Best Things To Do In Antarctica

Antarctica is world-renowned as one of the last true wildernesses on earth. This is largely thanks to the Antarctic Treaty which prevents any infrastructure or permanent human impact upon the land. When the Antarctic Peninsula first comes into sight from your ship, you’re instantly struck by just how remote and wild Antarctica truly is. A land of rock, ice and endless sea where the sounds of waves, wind and seabirds permeate the air.

Thanks to its unique landscape and wildlife, Antarctica is now becoming one of the premiere destinations for adventurous travellers. In our modern and connected world, it’s often difficult to find a truly unique area that hasn’t got tourists crawling all over it. Antarctica is that landscape.
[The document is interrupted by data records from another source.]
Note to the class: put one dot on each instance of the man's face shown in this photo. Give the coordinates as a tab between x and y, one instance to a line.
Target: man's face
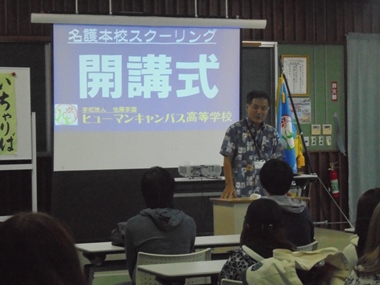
258	110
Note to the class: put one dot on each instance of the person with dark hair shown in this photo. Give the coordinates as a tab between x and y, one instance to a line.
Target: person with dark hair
276	177
246	146
159	228
263	231
364	210
367	269
36	248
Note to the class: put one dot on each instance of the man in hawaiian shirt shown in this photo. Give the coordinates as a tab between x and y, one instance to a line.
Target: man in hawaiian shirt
246	146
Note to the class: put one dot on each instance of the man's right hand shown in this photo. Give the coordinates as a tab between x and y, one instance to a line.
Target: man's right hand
228	193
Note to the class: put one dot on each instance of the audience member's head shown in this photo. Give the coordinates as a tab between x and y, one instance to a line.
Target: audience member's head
365	207
157	186
276	176
36	248
369	262
263	220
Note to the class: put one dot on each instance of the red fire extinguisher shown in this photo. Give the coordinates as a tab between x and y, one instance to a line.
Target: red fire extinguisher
334	181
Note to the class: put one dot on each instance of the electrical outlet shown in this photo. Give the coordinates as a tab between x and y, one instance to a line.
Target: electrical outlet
306	140
313	141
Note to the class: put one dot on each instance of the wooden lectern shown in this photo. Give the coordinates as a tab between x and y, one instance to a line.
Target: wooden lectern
229	215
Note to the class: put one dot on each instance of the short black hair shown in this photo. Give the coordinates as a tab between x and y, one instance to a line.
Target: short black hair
257	94
157	187
276	176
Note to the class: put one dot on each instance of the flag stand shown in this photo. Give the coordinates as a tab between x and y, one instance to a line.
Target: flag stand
307	156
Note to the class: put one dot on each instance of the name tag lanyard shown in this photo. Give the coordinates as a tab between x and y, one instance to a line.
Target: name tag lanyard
254	141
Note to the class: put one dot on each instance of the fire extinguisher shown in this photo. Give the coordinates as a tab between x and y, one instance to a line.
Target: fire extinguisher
334	181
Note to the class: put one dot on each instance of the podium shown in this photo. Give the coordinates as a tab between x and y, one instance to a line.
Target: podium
229	215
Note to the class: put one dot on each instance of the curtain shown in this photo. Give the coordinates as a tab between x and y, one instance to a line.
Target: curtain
363	115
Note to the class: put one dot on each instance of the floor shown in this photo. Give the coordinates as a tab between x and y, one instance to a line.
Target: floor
325	237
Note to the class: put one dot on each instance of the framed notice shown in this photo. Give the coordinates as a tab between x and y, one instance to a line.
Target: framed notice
296	71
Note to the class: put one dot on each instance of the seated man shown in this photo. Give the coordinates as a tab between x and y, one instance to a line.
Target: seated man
159	228
276	177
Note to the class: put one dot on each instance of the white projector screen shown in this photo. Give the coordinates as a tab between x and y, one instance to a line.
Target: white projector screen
134	97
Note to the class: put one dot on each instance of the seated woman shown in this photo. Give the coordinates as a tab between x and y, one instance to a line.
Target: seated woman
36	248
263	231
367	270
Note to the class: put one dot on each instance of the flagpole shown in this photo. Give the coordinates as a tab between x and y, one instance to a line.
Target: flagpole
296	117
304	144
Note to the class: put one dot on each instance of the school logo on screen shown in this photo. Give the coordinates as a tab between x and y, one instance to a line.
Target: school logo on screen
66	114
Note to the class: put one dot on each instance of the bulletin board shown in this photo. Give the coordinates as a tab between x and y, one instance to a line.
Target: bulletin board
23	112
297	72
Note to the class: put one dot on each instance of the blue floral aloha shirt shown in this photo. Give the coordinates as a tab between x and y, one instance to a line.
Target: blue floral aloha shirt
239	146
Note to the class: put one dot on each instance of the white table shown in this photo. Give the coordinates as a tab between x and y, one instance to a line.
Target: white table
96	252
167	273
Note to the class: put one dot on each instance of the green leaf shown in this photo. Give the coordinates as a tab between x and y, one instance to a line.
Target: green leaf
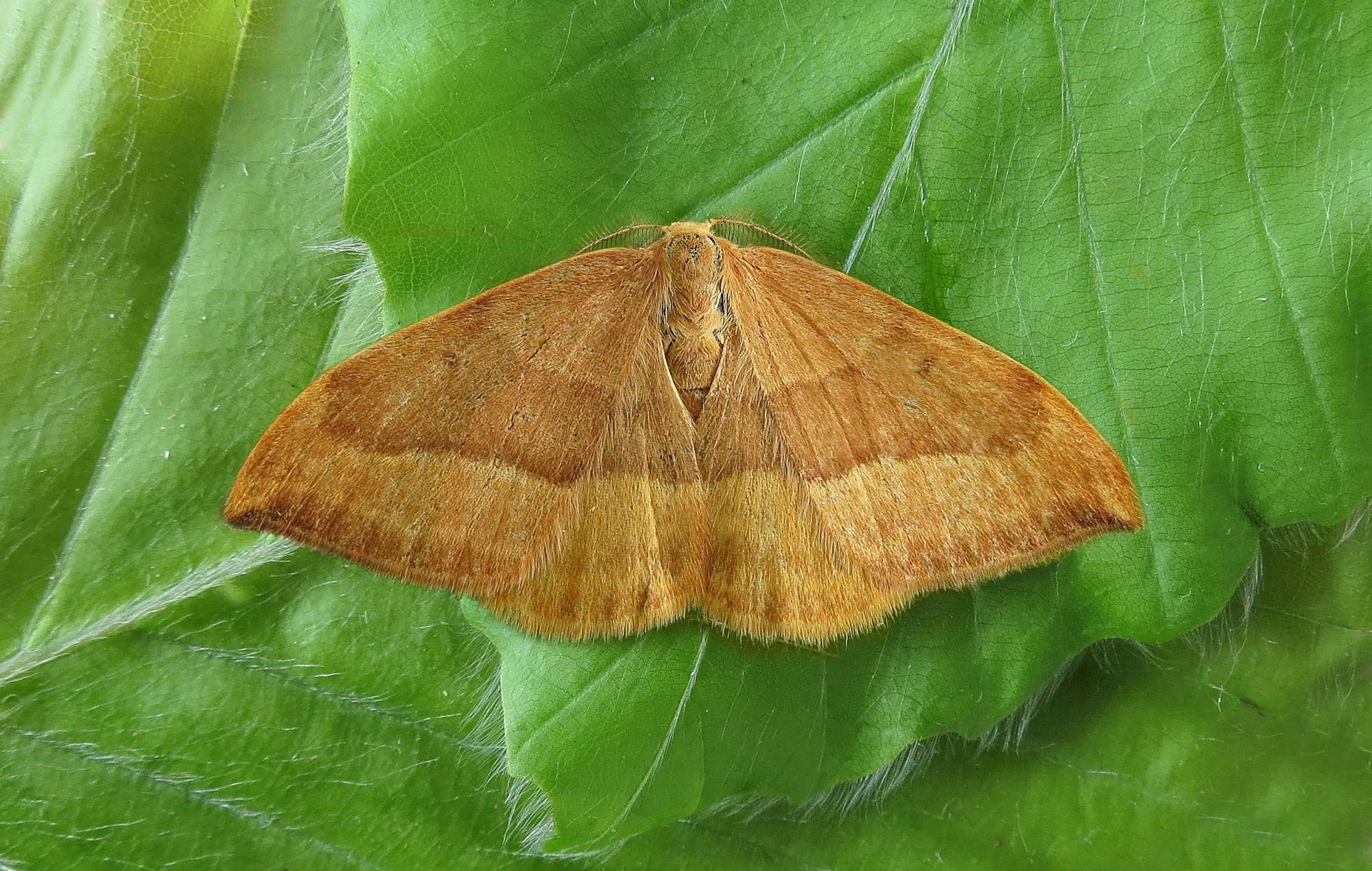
174	692
1241	748
1164	212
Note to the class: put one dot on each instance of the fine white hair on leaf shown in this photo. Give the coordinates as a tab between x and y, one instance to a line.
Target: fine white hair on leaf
901	165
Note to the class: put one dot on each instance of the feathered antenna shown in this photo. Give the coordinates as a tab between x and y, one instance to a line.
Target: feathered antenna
621	232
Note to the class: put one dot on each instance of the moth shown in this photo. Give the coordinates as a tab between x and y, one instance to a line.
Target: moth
603	445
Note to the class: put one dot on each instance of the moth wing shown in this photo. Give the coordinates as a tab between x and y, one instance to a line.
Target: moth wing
501	449
897	455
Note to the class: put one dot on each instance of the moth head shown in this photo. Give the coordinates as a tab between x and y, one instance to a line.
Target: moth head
692	253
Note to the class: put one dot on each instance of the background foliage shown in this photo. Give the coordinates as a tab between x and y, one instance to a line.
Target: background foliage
1166	212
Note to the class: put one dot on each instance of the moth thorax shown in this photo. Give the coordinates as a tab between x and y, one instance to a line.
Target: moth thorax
695	316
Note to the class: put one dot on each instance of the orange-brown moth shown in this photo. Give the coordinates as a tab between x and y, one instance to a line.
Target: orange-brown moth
599	446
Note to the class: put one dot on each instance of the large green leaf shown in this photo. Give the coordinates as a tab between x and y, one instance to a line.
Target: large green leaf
176	692
1166	215
1234	750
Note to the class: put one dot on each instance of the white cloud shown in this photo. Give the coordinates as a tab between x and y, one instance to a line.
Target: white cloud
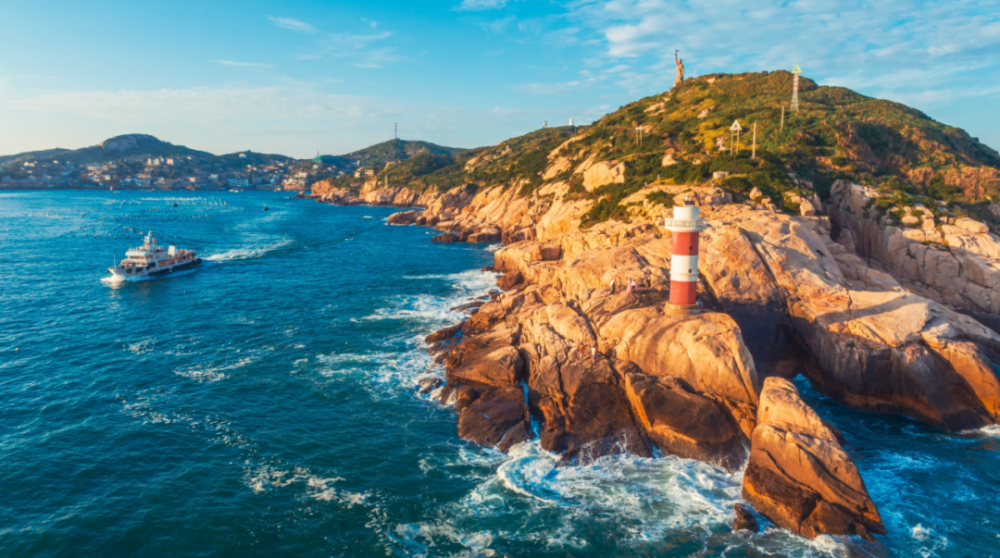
293	119
293	24
356	47
893	47
480	5
241	64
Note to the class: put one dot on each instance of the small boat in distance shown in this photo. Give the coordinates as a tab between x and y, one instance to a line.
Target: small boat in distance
151	260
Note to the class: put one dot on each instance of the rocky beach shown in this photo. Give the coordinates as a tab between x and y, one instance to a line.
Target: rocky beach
877	316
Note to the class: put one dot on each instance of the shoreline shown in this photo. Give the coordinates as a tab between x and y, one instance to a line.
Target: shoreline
515	364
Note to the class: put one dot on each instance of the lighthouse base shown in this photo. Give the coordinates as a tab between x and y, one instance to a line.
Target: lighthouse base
682	309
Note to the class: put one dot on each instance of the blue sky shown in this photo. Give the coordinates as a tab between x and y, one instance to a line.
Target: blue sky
298	76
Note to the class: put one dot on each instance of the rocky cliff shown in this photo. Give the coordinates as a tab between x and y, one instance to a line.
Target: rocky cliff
877	310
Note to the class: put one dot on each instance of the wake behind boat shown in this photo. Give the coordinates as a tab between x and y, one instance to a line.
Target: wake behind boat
151	260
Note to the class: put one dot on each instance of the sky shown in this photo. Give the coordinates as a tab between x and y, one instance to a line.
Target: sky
299	76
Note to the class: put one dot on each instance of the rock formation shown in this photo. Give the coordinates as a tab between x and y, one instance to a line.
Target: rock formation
881	315
799	475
So, to help you start planning your adventure, I’ve written the best things to do in Antarctica.

Meet Cute Penguins

Lets face it, meeting cute penguins is one of the main reasons people visit Antarctica. These charismatic creatures will often waddle right up to you, giving you the perfect chance to snap a photo or two. During your trip you’ll see colonies of both adelie and chinstrap penguins. If you have the time (and money), I seriously suggest visiting South Georgia Island. You’ll witness colonies of king penguins over 2 million strong, not to mention 4 ton male elephant seals guarding their harem of females!

Go In Search Of Giants

One of my favourite things during my Antarctic adventure was taking zodiac trips each day to search for wildlife. The guides were very knowledgable and knew all the best spots. We saw plenty of lounging seals and, to my delight, several species of whale! One minke came right up to our small boat and looked us in the eye. That is definitely something I won’t be forgetting anytime soon! If you’re keen to spot as many whales as possible, then you should visit late in the season when they’re most active. Look out for orca, minke, and humpbacks.

Kayak Next To A Seal

Most operators, prior to departure, will give you the chance to book added activities during your cruise. One of most popular is sea kayaking. Although it costs extra – roughly $600-800 – it’s absolutely worth it. You get multiple trips during the cruise and all the equipment is provided for by the operator. You can explore icebergs, shallow bays, and quietly view seals sleeping on ice-floats. Kayaking really gives you the chance to explore the raw landscape in peace and solitude.

Visit The Lemaire Channel

The Lemaire Channel is one of the most picturesque locations in Antarctica. Stretching for 7 miles between Kiev Peninsula and Booth Island, Lemaire Channel is affectionally referred to as ‘Kodak Gap’ due to it’s photogenic landscape. Thanks to its secluded location, the waters in the channel are generally very calm, creating magnificent reflections off the surrounding glaciers and cliffs. The channel is also one of the best places to see whales, especially later in the season.

Take The Freezing Leap

One of the best things to do in Antarctica, particularly for adrenalin junkies, is the Polar Plunge. This involves being harnessed to a rope and jumping into the icy waters from your ship! I might also add that you do it without the aid of a wetsuit! Let me assure you that it is not a pleasant moment when you hit the water – in fact, it’s a horrible moment! However, after a stiff drink and a hot shower, the memory you’re left with brings a big smile to your face.

Learn Something!

Unlike standard cruises to the Med or the Caribbean, Antarctic cruises offer daily lectures from onboard experts. These lectures can be anything from geography and geology, to wildlife and photography. If you’re thinking ‘oh god, that sound a bit like school’, then think again. These lectures are absolutely fascinating, especially as you’re actually sailing through the landscape that is being discussed. Often, the more expensive cruises have more experts onboard and better lecture facilities.

Camp On The Cracking Ice

Like kayaking, camping is one of the added activities often offered by Antarctic operators. Very few people can actually say they camped out in Antartica! There really is nothing quite like camping out on the ice, listening to the sounds of seabirds and cracking ice. Don’t panic though – this is just the constantly moving ice making these noises. If you’re worried about sleeping, make sure to bring thermals and some ear plugs!